Silicon Valley Preparing for Switch to a High Frequency Bus Grid

A Silicon Valley columnist debates the tough political questions inherent to the process of redesigning local bus service.

1 minute read

April 21, 2016, 10:00 AM PDT

By James Brasuell @CasualBrasuell


VTA Bus

Richard Masoner / Flickr

Scott Herhold writes a column about the inevitable trade-offs and sacrifices that occur when transit agencies update their bus transit service to a high frequency grid. In this case, Herhold is writing about the process underway at the Santa Clara Valley Transportation Authority in and around San Jose, California.

Herhold has experience relying on one of the lightly used bus routes currently up for debate in the process to redesign the VTA bus system.

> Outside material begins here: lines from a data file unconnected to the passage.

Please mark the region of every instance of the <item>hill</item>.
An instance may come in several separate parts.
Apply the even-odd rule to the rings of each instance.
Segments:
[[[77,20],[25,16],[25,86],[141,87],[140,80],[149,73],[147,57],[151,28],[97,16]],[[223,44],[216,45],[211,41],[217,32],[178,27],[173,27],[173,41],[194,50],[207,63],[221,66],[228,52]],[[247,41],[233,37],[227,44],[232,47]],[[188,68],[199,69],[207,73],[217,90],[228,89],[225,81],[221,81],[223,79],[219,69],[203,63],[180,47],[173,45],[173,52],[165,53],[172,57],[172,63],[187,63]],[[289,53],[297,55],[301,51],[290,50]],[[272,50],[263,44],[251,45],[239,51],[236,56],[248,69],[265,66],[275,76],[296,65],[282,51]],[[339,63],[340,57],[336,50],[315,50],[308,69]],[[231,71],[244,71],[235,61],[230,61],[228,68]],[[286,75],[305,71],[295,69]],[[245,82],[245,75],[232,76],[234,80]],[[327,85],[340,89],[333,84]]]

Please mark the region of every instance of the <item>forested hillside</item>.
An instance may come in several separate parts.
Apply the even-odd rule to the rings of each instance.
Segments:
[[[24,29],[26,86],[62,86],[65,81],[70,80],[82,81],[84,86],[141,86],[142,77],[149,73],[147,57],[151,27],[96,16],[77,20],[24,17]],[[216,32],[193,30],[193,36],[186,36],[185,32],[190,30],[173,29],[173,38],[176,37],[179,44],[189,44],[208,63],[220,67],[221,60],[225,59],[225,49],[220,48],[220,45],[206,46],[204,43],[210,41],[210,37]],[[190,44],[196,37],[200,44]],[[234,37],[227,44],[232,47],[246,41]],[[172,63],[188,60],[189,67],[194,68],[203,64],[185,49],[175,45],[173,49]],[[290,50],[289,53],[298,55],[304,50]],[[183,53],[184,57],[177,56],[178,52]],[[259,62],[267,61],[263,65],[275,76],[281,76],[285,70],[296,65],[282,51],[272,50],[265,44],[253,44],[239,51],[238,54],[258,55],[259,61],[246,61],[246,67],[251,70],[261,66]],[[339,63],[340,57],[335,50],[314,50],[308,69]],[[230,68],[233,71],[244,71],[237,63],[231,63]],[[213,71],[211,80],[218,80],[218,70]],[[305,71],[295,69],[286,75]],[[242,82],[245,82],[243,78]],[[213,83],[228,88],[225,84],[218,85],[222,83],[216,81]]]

A familiar name to Planetizen readers, Jarrett Walker, "has suggested a menu of possible changes that would increase service on popular routes and decrease buses on lightly traveled routes."

Despite his reliance on a mostly empty bus route, Herhold makes it clear that he supports the Walker's concept. "The right answer is absolutely clear: To bolster ridership and fare box return, you have to increase the frequency on popular routes and cut service on unpopular routes," writes Herhold.

One of Herhold's primary argument is that the VTA bus system is in crisis, with declining ridership and a faltering business model. The high frequency grid, according to Herhold, offers a chance to make the most of the opportunities borne from crisis, despite the rock and hard place the VTA system finds itself in.